Há divergências na literatura analisada acerca da efetividade das várias estratégias preventivas. Alguns trabalhos concluíram pela efetividade das intervenções na redução da prevalência da cárie (Calado, 1994), enquanto outros não apresentaram resultados tão consistentes (Brodeur et al., 1990; Helderman et al., 1997). Por outro lado, não se observa consenso entre os experts sobre quais são as práticas mais efetivas (Bratthall et al., 1996). A tentativa de explicar a redução da cárie entre indivíduos jovens nesta década, tem sido centrada nos aspectos relacionados ao uso do flúor em larga escala através dos dentifrícios fluoretados (Stephen, 1995). Segundo o estudo de Bratthall, apenas 25% dos especialistas consideraram os programas preventivos com flúor junto a escolares, importantes para a redução da cárie. O uso da pasta com flúor obteve o maior consenso, tendo sido considerada a mais importante estratégia para 96% deles. Para apenas 39% dos mesmos, foi importante a remoção da placa para a redução da doença (Bratthall et al., 1996).

A diversidade das conclusões dos estudos isolados e o baixo consenso entre os especialistas, indica que a realização de novas investigações requer, preliminarmente, um esforço de síntese dos estudos existentes sobre a efetividade das ações preventivas na redução da cárie dental visando a identificação de padrões, lacunas e problemas. Nessa perspectiva, o presente estudo tem por objetivos descrever a evolução das investigações sobre avaliação da efetividade das ações preventivas sobre a cárie dental, publicados no período compreendido entre 1980 e 1998, além de classificar e analisar os trabalhos selecionados segundo os enfoques teórico-metodológicos, as estratégias de intervenção, os tipos de desenhos de pesquisa utilizados e os efeitos observados.

 

 

Metodologia

 

Foi realizada uma revisão sistemática dos estudos primários/originais acerca da avaliação da efetividade de práticas preventivas na redução da cárie dental. Foram analisados os resumos dos artigos publicados em revistas indexadas pelo MEDLINE entre os anos 1980 e 1998. A escolha desse período histórico (1980-1998), decorreu do fato de ser o mesmo posterior às mudanças na base do conhecimento sobre os mecanismos de prevenção e controle da cárie dental, ocorridas na década anterior. A escolha do MEDLINE relaciona-se com a qualidade dos artigos publicados em periódicos indexados a esta base de dados, que requerem a revisão por pares (peer review).
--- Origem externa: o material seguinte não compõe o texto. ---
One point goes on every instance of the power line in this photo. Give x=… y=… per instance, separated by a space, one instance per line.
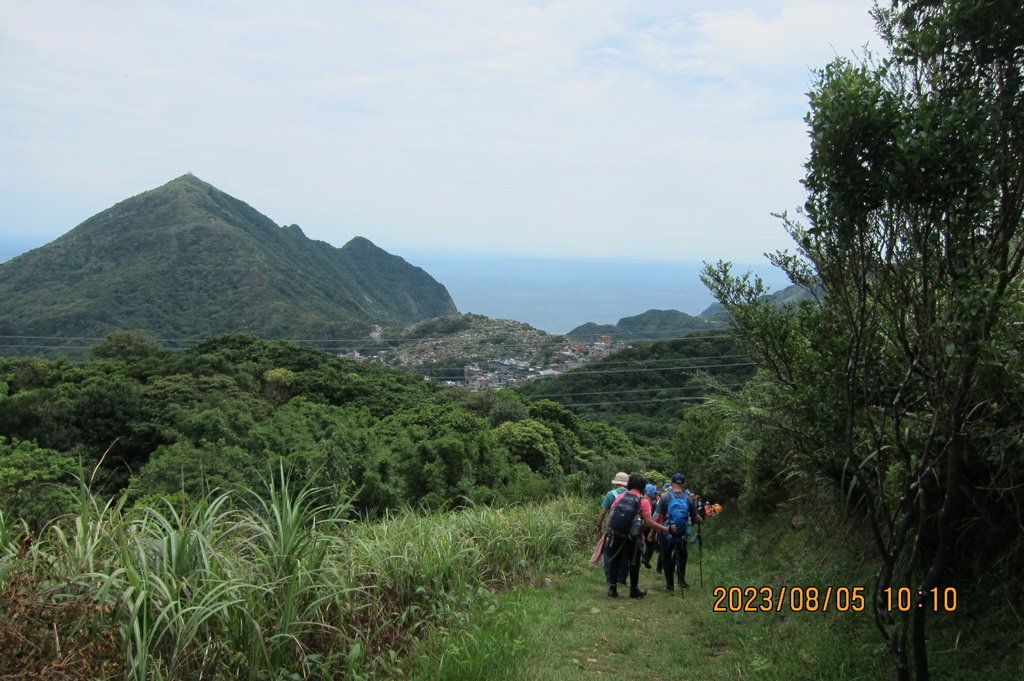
x=623 y=392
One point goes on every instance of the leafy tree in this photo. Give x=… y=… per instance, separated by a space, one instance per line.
x=34 y=481
x=531 y=442
x=913 y=221
x=126 y=345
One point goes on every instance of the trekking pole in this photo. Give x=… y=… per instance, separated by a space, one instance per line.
x=700 y=555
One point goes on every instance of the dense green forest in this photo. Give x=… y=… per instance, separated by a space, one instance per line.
x=652 y=325
x=232 y=410
x=645 y=388
x=165 y=511
x=185 y=261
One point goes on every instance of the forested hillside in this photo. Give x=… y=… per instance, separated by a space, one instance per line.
x=232 y=410
x=652 y=325
x=644 y=389
x=187 y=261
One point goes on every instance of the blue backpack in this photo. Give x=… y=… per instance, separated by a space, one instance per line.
x=679 y=514
x=625 y=512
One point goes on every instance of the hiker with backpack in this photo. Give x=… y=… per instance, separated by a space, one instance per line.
x=630 y=514
x=677 y=510
x=619 y=481
x=650 y=537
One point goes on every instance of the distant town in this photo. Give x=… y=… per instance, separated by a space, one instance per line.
x=527 y=357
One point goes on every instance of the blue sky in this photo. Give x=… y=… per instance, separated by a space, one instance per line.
x=567 y=128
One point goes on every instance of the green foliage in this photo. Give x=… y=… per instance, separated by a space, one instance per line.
x=652 y=325
x=643 y=389
x=227 y=413
x=34 y=482
x=185 y=260
x=262 y=585
x=896 y=392
x=127 y=345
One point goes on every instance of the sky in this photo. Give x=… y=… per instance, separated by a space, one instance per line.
x=617 y=129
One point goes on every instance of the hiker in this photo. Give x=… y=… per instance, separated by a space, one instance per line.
x=631 y=512
x=620 y=481
x=651 y=538
x=677 y=510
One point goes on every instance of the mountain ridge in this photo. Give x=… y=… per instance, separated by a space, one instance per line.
x=187 y=259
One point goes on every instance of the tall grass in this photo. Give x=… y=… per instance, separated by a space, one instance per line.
x=272 y=585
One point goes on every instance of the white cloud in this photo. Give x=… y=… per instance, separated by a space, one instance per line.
x=418 y=123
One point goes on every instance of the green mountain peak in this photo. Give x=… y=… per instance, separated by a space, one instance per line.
x=187 y=260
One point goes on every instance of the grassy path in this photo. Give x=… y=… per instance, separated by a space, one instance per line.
x=567 y=628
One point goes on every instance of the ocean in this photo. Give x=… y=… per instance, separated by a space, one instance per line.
x=558 y=295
Foram considerados como estudos de avaliação, aqueles cujo objetivo era o julgamento a respeito do efeito de uma intervenção ou prática preventiva em relação à cárie dental. Estudos de avaliação da efetividade de intervenções ambientais com flúor sistêmico (fluoretação da água de abastecimento público e do sal de cozinha) foram excluídos por não se tratar de objeto de análise do presente trabalho.

Inicialmente, foi feita uma análise de outros artigos de revisão publicados no período. Os estudos de meta-análise foram sintetizados levando-se em conta as estratégias avaliadas, os objetivos, a metodologia e os resultados observados (Tabela 1). Os artigos foram localizados a partir das seguintes palavras-chave: dental, cárie, flúor, programa, avaliação, prevenção, escola e efetividade, combinados da seguinte forma: (1) Dental e cárie e flúor (dental and caries and fluoride); (2) Dental e cárie e programa (dental and caries and program); (3) Programa e cárie e avaliação (program and caries and evaluation); (4) Dental e cárie e efetividade (dental and caries and effectiveness); (5) Cárie e prevenção e escola (caries and prevention and school).

 

 

Uma cuidadosa triagem foi realizada para evitar a classificação em duplicata de um mesmo estudo, tendo sido incluído apenas o último artigo publicado a respeito do resultado da intervenção. Para cada uma das referências localizadas, ano a ano, foi feita a leitura dos resumos e estes foram classificados segundo: (1) Origem (continente ou país); (2) Estratégia utilizada; (3) População-alvo; (4) Desenho de estudo segundo indexação; (5) Indicador de medida utilizado; (6) Tempo de seguimento do estudo; (7) Efeito observado segundo o autor.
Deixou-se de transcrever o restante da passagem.